Le film de Christophe Honoré raconte les amours d’une mère puis de sa fille à deux époques différentes. On voyage alors d’un pays à un autre, d’une époque à une autre. Ce film, présenté hors compétition au dernier festival de Cannes, traite avec légèreté, grâce au côté musical du film (chaque personnage interprète au moins une chanson), la vie amoureuse et compliquée des personnages. Il met l’accent sur l’insouciance de la jeunesse et la légèreté de l’amour. On passe de la jeunesse à la fin de vie, de la légèreté à la gravité, et on s’aperçoit comme le personnage, que la vie est trop courte, qu’il faut profiter des personnes que l’on aime avant qu’il ne soit trop tard.

Le réalisateur évoque aussi le sujet délicat d’une femme voulant avoir un enfant avec une personne ayant le sida, malgré le risque. Avec des sujets aussi poignants, une certaine tristesse ressort du film. Pourtant le cinéaste réussit à l’égayer grâce aux multiples chansons. On peut alors supposer que Christophe Honoré fait un petit clin d’œil au grand réalisateur Jacques Demy avec son film qui veut « en chanter » le spectateur et cette capacité de sublimer le réel malgré les dures épreuves de la vie.

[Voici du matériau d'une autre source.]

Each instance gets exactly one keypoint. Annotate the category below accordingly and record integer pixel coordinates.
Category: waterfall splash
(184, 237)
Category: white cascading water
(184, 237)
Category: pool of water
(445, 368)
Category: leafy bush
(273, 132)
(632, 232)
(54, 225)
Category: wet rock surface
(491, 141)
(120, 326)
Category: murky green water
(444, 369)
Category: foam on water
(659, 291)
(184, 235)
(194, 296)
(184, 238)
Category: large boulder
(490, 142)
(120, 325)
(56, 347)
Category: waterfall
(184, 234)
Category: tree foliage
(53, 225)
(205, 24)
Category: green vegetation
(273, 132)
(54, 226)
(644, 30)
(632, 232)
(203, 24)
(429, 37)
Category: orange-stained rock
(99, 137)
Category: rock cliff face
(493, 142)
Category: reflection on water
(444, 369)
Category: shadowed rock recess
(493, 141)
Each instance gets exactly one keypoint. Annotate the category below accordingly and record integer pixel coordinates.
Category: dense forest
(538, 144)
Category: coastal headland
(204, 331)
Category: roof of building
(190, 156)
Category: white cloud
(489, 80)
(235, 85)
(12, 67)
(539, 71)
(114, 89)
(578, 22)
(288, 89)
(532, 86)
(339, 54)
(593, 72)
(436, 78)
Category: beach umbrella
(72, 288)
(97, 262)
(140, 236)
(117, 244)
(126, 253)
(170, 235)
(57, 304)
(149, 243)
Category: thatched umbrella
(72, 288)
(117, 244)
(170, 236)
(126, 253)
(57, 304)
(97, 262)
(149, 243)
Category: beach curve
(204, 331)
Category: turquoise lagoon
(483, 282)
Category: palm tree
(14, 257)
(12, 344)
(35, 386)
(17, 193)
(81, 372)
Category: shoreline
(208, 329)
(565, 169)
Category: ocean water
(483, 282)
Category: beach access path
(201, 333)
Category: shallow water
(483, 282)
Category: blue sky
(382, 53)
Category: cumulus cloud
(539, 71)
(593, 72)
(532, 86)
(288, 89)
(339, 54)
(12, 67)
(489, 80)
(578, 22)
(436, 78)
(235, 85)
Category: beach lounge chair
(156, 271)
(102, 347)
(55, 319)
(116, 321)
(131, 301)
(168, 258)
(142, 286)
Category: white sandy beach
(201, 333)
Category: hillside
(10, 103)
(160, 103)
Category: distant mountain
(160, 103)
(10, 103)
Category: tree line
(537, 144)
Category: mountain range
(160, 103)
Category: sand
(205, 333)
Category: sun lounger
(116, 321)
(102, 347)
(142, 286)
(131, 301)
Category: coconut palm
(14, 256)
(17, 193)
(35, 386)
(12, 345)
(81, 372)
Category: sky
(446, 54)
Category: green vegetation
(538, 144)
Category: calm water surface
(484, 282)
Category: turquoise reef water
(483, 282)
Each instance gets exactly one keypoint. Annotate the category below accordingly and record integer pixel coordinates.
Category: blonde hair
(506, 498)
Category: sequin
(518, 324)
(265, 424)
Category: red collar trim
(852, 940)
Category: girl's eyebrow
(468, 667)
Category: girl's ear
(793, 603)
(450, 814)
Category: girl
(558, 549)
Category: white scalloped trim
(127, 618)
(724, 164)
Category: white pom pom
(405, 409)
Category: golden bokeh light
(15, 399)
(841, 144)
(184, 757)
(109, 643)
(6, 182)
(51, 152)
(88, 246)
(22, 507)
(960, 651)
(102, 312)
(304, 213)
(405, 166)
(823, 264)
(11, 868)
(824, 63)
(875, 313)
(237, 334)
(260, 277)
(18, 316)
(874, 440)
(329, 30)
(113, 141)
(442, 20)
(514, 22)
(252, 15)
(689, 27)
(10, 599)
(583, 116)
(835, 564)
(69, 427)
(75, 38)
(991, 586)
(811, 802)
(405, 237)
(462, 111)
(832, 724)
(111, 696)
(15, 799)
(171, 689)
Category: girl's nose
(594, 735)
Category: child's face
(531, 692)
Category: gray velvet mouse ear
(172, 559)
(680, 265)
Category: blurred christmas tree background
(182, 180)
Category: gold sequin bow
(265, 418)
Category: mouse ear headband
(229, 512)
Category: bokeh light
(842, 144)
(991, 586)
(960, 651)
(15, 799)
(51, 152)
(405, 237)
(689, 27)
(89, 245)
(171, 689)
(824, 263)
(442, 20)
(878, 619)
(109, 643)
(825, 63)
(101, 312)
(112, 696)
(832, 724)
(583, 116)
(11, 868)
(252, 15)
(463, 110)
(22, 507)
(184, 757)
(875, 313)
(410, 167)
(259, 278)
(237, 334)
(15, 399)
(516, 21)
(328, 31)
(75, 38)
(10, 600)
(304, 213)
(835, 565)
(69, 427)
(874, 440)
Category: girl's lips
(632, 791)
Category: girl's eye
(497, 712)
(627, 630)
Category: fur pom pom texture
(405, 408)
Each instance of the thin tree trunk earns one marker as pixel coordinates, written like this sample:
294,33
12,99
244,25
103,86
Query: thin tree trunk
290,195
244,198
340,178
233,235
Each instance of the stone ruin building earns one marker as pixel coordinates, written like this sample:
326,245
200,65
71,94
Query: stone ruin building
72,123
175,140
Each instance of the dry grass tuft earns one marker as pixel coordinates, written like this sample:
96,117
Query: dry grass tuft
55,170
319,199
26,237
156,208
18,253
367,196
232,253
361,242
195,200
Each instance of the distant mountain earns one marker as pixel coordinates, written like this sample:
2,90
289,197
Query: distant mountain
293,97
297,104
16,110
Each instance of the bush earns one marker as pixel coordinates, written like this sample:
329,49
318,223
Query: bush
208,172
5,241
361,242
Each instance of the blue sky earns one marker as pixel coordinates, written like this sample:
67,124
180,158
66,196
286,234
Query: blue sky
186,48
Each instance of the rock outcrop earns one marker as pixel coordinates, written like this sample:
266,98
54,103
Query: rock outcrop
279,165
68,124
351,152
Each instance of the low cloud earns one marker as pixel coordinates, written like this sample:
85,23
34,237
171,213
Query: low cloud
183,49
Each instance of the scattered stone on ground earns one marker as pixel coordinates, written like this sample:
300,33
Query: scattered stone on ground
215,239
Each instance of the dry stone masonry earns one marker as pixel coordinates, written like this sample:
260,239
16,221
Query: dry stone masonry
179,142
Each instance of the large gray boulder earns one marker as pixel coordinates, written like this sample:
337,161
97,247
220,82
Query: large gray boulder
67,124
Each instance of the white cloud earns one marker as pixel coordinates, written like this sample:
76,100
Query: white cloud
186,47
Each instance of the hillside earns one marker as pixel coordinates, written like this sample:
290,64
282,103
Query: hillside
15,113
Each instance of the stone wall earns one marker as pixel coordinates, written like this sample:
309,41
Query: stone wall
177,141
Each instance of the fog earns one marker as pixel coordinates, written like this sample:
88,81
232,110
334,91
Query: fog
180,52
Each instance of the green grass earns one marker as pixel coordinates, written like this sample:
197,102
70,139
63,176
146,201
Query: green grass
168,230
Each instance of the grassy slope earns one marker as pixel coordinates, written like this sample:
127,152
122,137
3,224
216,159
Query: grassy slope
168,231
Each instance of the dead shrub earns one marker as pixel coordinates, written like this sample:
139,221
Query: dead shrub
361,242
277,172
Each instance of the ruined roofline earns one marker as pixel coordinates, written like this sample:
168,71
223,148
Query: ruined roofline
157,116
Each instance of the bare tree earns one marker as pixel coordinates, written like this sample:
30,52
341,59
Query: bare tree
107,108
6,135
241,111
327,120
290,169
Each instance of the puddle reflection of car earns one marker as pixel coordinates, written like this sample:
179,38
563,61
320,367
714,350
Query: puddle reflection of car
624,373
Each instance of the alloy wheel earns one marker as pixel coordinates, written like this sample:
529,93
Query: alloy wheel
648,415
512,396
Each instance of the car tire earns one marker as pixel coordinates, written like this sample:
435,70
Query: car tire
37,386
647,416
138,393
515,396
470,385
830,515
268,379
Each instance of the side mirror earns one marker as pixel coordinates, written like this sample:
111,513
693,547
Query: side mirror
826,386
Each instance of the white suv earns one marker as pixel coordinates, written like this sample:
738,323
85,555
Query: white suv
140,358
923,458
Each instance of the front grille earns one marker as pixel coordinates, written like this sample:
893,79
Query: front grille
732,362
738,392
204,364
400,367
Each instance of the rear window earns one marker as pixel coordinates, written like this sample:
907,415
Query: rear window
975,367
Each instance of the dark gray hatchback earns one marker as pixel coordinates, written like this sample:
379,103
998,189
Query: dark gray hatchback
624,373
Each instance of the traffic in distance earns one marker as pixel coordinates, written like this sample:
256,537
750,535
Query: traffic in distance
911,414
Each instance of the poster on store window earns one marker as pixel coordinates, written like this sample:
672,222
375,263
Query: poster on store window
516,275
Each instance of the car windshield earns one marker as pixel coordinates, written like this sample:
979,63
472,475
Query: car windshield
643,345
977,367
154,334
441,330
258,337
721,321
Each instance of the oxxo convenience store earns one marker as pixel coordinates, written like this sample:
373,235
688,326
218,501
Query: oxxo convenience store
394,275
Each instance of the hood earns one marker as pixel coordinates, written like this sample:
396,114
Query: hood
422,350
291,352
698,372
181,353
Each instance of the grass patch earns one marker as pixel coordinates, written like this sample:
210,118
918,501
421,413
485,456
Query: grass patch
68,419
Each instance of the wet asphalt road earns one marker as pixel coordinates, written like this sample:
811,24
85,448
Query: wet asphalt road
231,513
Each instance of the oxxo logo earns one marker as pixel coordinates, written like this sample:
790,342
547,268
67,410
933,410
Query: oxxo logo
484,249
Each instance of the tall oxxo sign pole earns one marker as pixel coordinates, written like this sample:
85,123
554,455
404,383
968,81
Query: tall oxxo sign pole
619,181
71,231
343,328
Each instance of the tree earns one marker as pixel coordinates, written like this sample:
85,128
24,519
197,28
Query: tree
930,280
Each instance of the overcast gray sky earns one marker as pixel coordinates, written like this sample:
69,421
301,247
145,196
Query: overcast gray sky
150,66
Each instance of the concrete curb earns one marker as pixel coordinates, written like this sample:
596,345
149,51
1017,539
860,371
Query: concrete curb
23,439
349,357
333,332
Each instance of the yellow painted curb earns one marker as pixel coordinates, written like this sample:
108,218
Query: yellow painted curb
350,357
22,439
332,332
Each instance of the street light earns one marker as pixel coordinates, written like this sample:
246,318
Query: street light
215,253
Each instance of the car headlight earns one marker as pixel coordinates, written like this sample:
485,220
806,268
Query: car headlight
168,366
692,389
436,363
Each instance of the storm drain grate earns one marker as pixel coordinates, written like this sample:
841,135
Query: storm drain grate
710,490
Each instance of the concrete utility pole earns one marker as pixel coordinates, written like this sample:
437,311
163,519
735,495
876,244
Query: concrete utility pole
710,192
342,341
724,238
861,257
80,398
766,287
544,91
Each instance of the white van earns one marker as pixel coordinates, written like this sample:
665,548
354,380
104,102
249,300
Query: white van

Les acteurs sont merveilleux dans cette comédie musicale. Ils nous font rire et à la fois pleurer. Ils nous rappellent aussi l’importance de vivre malgré les épreuves difficiles. Christophe Honoré filme avec une grande fluidité le passage du temps et des espaces ou des années et des lieux réussissant à nous faire voyager dans différents endroits du monde à différentes époques. Le cinéaste utilise beaucoup de gros plans ou plans rapprochés pour nous faire rentrer plus facilement dans l’intimité des personnages. On se sent alors plus proche d’eux, on peut donc s’y attacher et se sentir concerné par ce qui leur arrive.

Cette œuvre est un film qui traite les différents sujets de notre vie, les plaisirs mais aussi les difficultés. C'est une vraie leçon de vie ! Les quelques longueurs du film sont alors vite oubliées.